«Поэт не за страх, а за совесть примыкает к стану империализма, становясь его верным, проникновенным певцом. Агрессивный дворянин, презирающий даже буржуазную демократию, он устремляется к империализму как некоему новому рыцарству, ордену сильных личностей, завоевателей. Он отталкивается от расхлябанности русской интеллигенции, не всегда знающей, что ей нужно.
Всё его творчество отмечено страстью к путешествиям, к экзотике, открытиям, к морским путям, ведущим в неизведанные страны. В обстановке подготовки империалистической бойни и нарастания рабочего движения его творчество естественно устремляется в русло экзотики, окрашенной империалистическими тенденциями».

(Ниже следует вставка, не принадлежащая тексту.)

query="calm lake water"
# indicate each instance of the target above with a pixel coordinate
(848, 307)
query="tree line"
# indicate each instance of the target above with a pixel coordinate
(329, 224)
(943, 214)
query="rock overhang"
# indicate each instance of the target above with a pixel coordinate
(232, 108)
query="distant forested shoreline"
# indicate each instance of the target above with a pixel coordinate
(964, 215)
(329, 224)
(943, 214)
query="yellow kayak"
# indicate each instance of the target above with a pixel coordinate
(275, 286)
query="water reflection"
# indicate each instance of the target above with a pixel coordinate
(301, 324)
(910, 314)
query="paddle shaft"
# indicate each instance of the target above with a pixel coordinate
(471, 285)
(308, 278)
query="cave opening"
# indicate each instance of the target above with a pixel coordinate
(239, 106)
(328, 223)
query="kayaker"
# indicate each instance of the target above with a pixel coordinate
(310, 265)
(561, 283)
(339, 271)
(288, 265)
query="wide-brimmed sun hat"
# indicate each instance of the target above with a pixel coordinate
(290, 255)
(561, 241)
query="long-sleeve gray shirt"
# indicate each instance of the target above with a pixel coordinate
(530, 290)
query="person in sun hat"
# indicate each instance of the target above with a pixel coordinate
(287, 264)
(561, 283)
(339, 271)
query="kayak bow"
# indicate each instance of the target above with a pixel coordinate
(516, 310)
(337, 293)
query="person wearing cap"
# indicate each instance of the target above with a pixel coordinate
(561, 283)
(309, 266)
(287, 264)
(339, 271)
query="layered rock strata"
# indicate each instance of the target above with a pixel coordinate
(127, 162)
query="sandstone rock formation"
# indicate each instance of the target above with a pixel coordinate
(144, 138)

Нельзя не признать, что какая-то мелкая правда,
Забудем на время империализм и подойдем к теме с другого конца. Возьмем не мелкого Бескина, а великого Мандельштама, ученика Гумилева в школе акмеизма. Из статьи 1922 года «О природе слова»:
«В отличие от старой гражданской поэзии, новая русская поэзия должна воспитывать не только граждан, но и "мужа". Идеал совершенной мужественности подготовлен стилем и практическими требованиями нашей эпохи. Всё стало тяжелее и громаднее, потому и человек должен стать тверже, так как человек должен быть тверже всего на земле и относиться к ней, как алмаз к стеклу. Гиератический, то есть священный, характер поэзии обусловлен убежденностью, что человек тверже всего остального в мире».
А не тот же ли это «орден сильных личностей»? Не разрыв ли с расхлябанностью русского интеллигента, ход в сторону активного Запада? Вообще акмеизм открыто ориентировался на Запад, причем, в отличие от предшествующих символистов, не на германский, а на романский Запад: на четкую линейность Франции, а не на мистические немецкие туманы, на классицизм, а не на романтизм. В.М. Жирмунский, написавший этапную статью «Преодолевшие символизм», считал, что эволюция внутри акмеизма характеризуется как раз движением в сторону классицизма, и эта эволюция особенно видна у Мандельштама. Так сказать, архитектура вместо лирики. И не о том же пишет Мандельштам в другой своей статье того же 22-го года «Барсучья нора» (о Блоке):
«Домашнее и европейское — два полюса <…> всей русской культуры последних десятилетий. Начиная с Аполлона Григорьева, наметилась глубокая духовная трещина в русском обществе. Отлучение от великих европейских интересов, отпадение от единства европейской культуры, отторгнутость от великого лона, воспринимаемая почти как ересь, была уже совершившимся фактом».